Issues of gender, race and LGBT representation are particularly relevant to Pacific Rim because there’s already been a lot of discussion (both among fans and in the media) about how it bucks the trend of action/sci-fi movies starring white male antiheroes. Unusually for a mainstream blockbuster, two of the three lead characters are people of color. And while only one of the lead characters is a woman, many argue that Pacific Rim is far less sexist than many movies that actually manage to pass the Bechdel Test. Particularly since as a Japanese woman, Mako Mori represents a demographic that is often sidelined (or misrepresented in stereotypical roles) in mainstream Hollywood cinema.
While Mako technically shares top billing with her partner Raleigh Becket (A.K.A. Charlie Hunnam, of Fifty Shades of Grey), her character development follows a “hero’s journey” arc that’s usually reserved for white male heroes. For this reason, some fans were inspired to invent the Mako Mori test to go along with the Bechdel Test, explaining that although it’s important to point out the discrepancy in numbers of female characters onscreen, having just one unusually well-written female character can be equally important.

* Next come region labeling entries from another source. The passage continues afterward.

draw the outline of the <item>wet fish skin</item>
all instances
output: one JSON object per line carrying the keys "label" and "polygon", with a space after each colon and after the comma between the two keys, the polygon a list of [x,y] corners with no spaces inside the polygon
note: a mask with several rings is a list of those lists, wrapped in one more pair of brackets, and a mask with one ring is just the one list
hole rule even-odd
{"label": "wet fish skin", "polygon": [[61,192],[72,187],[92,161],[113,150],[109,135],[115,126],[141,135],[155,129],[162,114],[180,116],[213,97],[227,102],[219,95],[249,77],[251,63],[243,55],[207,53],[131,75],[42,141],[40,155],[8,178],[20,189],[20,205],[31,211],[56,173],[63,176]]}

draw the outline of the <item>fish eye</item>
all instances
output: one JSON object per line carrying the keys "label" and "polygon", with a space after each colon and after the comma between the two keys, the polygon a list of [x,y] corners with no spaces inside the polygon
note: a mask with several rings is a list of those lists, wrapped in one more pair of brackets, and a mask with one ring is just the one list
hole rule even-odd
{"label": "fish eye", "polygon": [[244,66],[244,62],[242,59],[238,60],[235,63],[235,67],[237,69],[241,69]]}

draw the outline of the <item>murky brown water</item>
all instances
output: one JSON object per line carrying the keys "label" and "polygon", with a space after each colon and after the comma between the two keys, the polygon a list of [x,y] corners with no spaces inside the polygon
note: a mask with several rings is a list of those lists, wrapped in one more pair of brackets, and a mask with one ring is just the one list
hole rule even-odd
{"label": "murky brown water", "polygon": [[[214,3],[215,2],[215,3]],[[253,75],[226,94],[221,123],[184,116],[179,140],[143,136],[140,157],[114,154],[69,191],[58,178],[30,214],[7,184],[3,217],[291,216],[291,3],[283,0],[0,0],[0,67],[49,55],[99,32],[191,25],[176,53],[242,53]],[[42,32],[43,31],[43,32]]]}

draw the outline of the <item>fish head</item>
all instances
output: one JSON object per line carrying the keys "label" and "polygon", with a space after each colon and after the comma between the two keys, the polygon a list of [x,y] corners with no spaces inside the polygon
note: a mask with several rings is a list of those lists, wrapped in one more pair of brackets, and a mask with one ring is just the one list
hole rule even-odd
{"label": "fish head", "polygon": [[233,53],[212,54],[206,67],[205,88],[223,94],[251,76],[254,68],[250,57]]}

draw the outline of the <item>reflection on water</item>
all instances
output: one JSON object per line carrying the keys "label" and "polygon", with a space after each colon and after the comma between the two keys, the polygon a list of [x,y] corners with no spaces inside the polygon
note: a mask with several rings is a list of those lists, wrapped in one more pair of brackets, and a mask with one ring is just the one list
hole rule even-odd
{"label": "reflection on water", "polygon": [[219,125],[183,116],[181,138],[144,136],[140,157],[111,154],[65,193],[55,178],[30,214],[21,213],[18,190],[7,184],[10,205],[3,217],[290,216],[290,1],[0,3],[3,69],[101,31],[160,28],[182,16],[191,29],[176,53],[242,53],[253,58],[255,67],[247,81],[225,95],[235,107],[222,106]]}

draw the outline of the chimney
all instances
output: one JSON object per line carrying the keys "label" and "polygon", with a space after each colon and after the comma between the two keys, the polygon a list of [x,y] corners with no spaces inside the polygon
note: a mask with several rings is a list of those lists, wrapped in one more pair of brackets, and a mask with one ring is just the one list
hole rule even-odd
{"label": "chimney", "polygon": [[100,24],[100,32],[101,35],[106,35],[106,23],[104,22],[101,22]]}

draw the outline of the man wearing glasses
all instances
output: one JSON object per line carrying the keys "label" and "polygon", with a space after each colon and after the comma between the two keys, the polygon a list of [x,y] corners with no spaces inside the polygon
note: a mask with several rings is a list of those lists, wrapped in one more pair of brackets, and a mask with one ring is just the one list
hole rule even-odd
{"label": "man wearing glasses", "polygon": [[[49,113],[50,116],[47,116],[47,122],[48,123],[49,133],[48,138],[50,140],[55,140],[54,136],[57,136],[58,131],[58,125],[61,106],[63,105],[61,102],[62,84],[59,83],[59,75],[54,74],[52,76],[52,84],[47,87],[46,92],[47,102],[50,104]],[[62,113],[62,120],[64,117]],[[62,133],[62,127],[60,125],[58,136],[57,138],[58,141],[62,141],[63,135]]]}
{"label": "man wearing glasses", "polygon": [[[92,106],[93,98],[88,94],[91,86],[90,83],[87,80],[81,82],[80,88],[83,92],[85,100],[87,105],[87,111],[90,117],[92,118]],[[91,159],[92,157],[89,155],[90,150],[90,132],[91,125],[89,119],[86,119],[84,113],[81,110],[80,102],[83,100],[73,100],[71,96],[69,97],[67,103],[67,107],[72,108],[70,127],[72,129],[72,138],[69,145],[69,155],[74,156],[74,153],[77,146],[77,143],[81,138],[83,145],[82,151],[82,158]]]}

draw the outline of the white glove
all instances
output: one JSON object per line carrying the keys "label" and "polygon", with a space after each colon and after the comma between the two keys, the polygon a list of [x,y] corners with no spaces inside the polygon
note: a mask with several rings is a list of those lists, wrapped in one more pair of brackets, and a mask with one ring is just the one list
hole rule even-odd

If it wasn’t already clear by now, Pacific Rim has a very loyal fanbase for a film that most critics dismissed as entertaining but ultimately forgettable. It seems to be one of those movies where you either “get it” or you don’t, with many fans going to see it multiple times in theaters. Last month there was even a Tumblr-based convention, which included a personal interview with director Guillermo del Toro.
Many creators would do well to learn from Beacham and del Toro’s example. It’s things like this that inspire fans to bring movies to cult status: enthusiasm, positive fan engagement, and ultimately a willingness to listen to your fandom, even if it means hearing a little criticism now and then.